Gemini Falls
- Author: Sean Wilson
- Language: English
- Genre: Historical fiction, Mystery fiction, Rural noir fiction
- Publisher: Affirm Press
- Publication date: 27 September 2022
- Publication place: Australia
- ISBN: 192284893X
- OCLC: 1334593861

= Gemini Falls =

2022 ovel by Australian author Sean Wilson

Gemini Falls is a debut novel written by Australian writer and playwright Sean Wilson.
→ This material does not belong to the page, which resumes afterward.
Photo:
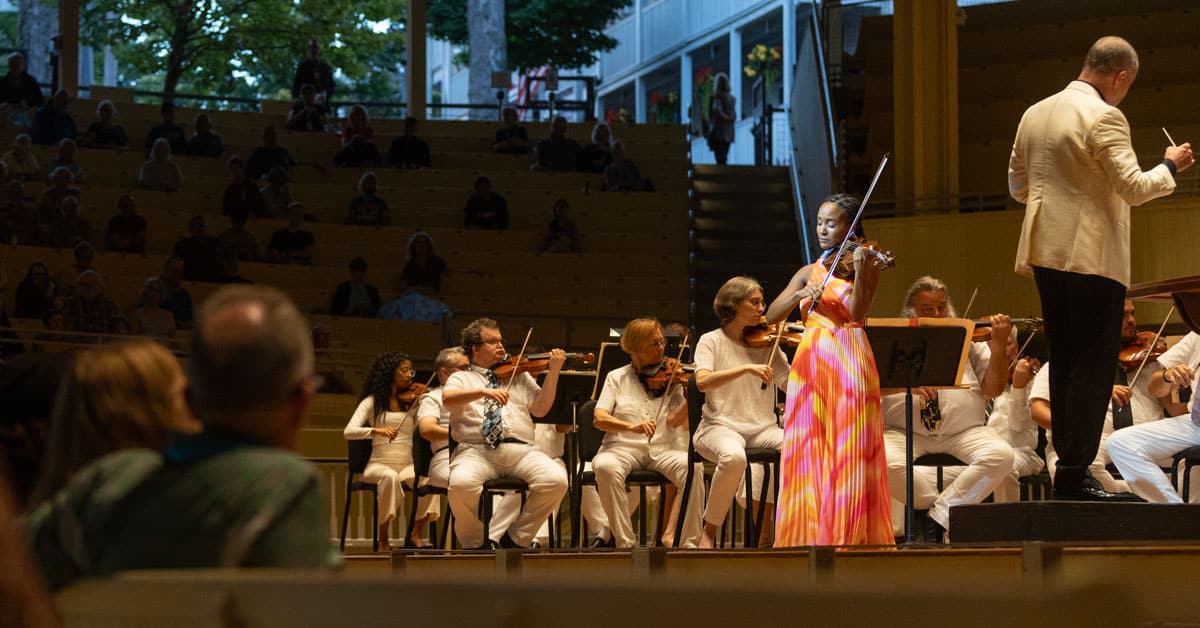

Set against the backdrop of the Great Depression, it follows Jude Turner, a detective from Melbourne, who brings his 13-year-old son Morris and his daughter Lottie with him to the fictional mining town of Gemini when he is called to investigate the murder of a young woman. While there, Morris meets his cousin Flo, who wishes to become a detective, and Sam, the son of Gemini's mayor, and the trio aid in the investigation.

==Reception==
Samuel Bernard of the Australian Book Review opined that while the novel "has some teething issues in prose and plot", these are "minor and largely excusable" for a debut novel, stating: "Beyond character, setting, and plot, Wilson uses a raft of key literary devices throughout to deliver a profound message." Christine Yunn-Yu Sun of the Upper Yarra Star Mail highly recommended the novel and called it "full of empathy and compassion". Michael McGuire of the The Advertiser wrote: "Although slow at times, this is worth pursuing to its rather surprising finale." Duncan Strachan of Kill Your Darlings opined that while it "shows some of the growing pains of a debut novelist" and the first act is "a little slow going", the "pay-off is deeply rewarding as no character escapes Wilson’s keen eye for story development, and each is treated with humanity and the keen perception of an exciting literary eye." The Sydney Morning Herald wrote that the novel "leans too heavily on the idea of teen detectives in a way that sidelines Jude’s perspective, pulling away from what might otherwise have made promising noir for adults."